Table    in this picture the table occupies much of the lower half or two-thirds of the image and converges on the figure. The door and sideboard in the background are smaller in dimension and partially covered by the objects and figure in the foreground so indicating they lie behind the table and figure. The object on the right has a line of perspective which reflects the table edges, however the perspective is distorted and although the figure appears to be the point at which the painters interest rests the lines of perspective meet above the head of the figure, perhaps indicating the painter was standing and looking down on the objects on the table.

 

Escher

Hand with reflecting sphere 1935

This is perspective made more complex because it is reflected in a sphere. The artist’s hand and then arm,torso and face dominate the mid front of the picture, a bookshelf and furniture lead into the image to the distant window.
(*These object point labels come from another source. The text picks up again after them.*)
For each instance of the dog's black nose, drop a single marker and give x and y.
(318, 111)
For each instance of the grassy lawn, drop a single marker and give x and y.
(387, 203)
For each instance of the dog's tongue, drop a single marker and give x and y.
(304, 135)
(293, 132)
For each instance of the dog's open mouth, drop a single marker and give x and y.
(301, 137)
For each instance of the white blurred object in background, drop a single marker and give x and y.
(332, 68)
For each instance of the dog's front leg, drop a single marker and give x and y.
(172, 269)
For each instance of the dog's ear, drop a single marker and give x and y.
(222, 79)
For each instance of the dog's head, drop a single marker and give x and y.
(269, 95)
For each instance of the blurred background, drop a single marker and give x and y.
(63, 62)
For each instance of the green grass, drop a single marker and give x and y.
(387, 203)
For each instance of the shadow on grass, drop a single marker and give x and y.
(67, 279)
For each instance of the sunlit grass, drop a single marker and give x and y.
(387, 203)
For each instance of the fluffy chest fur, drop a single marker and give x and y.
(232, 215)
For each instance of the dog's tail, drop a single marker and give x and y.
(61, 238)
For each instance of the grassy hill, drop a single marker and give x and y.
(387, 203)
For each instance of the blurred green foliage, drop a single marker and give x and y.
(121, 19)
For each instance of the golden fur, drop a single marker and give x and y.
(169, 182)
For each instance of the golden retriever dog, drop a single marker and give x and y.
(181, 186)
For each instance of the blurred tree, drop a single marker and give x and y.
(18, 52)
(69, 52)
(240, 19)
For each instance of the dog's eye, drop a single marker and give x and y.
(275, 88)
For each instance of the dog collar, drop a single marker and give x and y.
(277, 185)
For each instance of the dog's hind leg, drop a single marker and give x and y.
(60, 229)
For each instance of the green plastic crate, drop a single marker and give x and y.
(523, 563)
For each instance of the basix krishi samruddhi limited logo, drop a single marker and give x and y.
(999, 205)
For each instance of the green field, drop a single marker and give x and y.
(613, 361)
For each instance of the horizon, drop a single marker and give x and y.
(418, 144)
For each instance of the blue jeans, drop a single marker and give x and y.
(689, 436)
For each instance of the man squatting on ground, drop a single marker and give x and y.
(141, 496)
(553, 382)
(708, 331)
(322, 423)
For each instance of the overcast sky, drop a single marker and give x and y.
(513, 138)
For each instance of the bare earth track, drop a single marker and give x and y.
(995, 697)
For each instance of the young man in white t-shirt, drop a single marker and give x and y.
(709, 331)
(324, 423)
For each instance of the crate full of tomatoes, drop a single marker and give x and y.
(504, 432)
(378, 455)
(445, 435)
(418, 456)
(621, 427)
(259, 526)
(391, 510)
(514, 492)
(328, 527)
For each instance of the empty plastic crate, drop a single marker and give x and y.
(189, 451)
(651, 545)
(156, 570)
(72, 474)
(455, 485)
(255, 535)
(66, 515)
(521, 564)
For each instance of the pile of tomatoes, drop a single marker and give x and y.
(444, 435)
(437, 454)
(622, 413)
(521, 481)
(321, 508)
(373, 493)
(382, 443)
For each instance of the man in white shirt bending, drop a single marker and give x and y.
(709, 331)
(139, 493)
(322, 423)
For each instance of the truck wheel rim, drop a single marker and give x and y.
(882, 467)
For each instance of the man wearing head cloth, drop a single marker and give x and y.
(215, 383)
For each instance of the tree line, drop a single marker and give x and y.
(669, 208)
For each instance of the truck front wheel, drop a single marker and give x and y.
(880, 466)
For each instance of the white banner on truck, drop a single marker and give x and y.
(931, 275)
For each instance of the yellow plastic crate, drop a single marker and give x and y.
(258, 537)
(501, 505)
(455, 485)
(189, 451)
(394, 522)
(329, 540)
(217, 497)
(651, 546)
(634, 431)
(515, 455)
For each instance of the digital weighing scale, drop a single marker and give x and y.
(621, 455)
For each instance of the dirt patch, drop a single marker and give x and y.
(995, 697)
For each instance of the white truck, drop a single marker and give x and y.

Escher was famous for his distortions of perspective which deceived the eye  e.g. the House of stairs 1951

 

Edward Hopper (1882-1996)

Night Hawks (1942)

In this image of a corner street cafe , there is a feeling of space and emptiness in the darkness which is lit by the quiet atmosphere of the cafe light and the individuals depicted inside. The whole image depends on a large window whose borders run across the picture converging on a spot off the left side of the picture, so the eye is taken to the deserted street behind the cafe. The contrasting bright light on the right on the cafe wall send reflection onto the pavement on the left front of the image and highlight the figures at the cafe bar. There is no furniture except a long counter which follows the line of the receding window and provides a prop for the figures.

 

 Richard Hamilton  (1922-2011)

Here the furniture , secondary to the activities of the figures, is part of the image as it depicts objects of the 1950s such as tape recorders and televisions, vacuum cleaners and squash rackets.

 

David Hockney

Tyler Dining Room1984

A dining room set for a meal for seven, demonstrates irregular perspectives. A table that is larger at the far end, walls that lean outwards, a ceiling and coves that make up irregular rhomboids. The dominant part of the upper part of the picture is a chandelier. Around the table is a swirling floor which becomes criss-cross as we look further into the room. The table  meets the fireplace and on the left an irregular door at the far end of the room, with a cupboard containing line drawn glasses on the right of the fireplace and a window in the top right corner. On the left side of the room the wall is marked by what appears to be an abstract painting and on the left by a cupboard or table on which stands an abnormally large vase. The chairs have wonderful curved backs which adds to the swirling and geometric chaos in this room which contains no people.